Its been awhile sense I last touched a video game. When I was younger (age 15-16) I played a multitude of them, it became a lifestyle. Buying the latest issue of "Game Pro", having my social life online rather then reality, and only leaving the room for two things - food and the bathroom. Looking back now it was fun, but a poor way to live those years.
That life style was created due to many past events, but started all because of one thing, a game specifically - Halo. A year after it came out, my parents finally allowed me to buy it. During that year I found something that I could do with others. I began to spend hours at my friends house. Staying up late, pulling all nighters, and eating junk food.
The only thing that made this possible was High School. Homework wasn't too strenuous and my social life wasn't huge. I had plenty of time to kill and a small nich of friends to do it with. I probably could have put my time to better uses. Instead of blowing half a day on Battle field 2, or COD I could have been learning guitar, Drums, or how to repair a car.
Its different now, at 18 I finally manned up and dropped it all, like a dirty habit. Two years later (today) I wonder what my life would look like if I continued. At least back then I had a unquestionable title, "He's a gamer" people would say. Now? I don't really know what I am, "a college student"? Tonight I have the strangest urge to go away in a world of death, explosions, and spawn points. Its probably because of the recent stress I have been under.
Its amazing how much I have changed from who I was in that day. I went from Confused Christian, and anti social, and complete egoistical bastard, to... loving, more outgoing, and more understanding. I went from a world of tunnel vision to a world of reality.

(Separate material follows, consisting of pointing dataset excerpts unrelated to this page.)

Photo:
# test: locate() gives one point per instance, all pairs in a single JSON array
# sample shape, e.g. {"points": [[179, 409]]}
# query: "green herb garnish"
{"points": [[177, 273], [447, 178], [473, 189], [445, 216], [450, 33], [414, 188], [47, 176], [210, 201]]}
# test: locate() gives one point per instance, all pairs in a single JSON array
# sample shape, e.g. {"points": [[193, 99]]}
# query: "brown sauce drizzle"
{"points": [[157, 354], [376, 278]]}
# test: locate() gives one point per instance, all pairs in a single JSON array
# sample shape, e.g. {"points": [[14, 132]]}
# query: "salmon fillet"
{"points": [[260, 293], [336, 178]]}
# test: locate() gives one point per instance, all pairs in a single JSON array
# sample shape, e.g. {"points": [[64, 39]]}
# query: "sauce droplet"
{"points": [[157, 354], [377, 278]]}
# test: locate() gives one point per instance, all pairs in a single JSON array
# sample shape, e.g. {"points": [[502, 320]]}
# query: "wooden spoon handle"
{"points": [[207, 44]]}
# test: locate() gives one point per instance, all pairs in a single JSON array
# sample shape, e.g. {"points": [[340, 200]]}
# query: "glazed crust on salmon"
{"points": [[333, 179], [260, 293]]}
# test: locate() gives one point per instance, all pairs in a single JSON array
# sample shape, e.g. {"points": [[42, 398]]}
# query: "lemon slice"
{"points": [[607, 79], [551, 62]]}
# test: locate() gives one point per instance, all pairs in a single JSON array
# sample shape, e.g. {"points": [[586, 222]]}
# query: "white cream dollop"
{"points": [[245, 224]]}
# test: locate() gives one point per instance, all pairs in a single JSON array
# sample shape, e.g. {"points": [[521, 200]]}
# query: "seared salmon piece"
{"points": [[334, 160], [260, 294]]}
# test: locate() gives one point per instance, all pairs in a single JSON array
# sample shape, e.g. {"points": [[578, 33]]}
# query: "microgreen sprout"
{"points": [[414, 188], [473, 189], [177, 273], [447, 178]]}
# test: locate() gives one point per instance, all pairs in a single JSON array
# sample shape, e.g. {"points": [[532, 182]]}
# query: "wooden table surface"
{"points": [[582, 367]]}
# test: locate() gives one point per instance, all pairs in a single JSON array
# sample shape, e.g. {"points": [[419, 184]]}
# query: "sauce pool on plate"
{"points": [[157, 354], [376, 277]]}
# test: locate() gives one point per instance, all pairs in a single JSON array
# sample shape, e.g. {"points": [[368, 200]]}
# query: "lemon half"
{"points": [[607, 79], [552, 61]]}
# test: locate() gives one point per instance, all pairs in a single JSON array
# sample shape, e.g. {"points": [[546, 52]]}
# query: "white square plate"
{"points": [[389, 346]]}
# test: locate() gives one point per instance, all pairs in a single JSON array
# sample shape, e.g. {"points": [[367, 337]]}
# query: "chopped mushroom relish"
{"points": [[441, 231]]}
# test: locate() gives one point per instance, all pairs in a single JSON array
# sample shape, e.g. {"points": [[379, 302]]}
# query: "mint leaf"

Its no longer about Xbox live, but about being alive.
I wish that change could have come faster. Today I see many of my peers much more successful because of the seemingly small decisions they made during there youth. Skills that you can only learn with time. It would also be nice if I started a blog long ago, then all of those times I needed something to recall, something to reflect on, something to improve, I would have it. I cant count the times I stayed up late thinking about something, and then completely forget about it the next day.
At least now I am, and its a start. Ten years from now I cant even imagine what I will look like, and what this blog will turn into.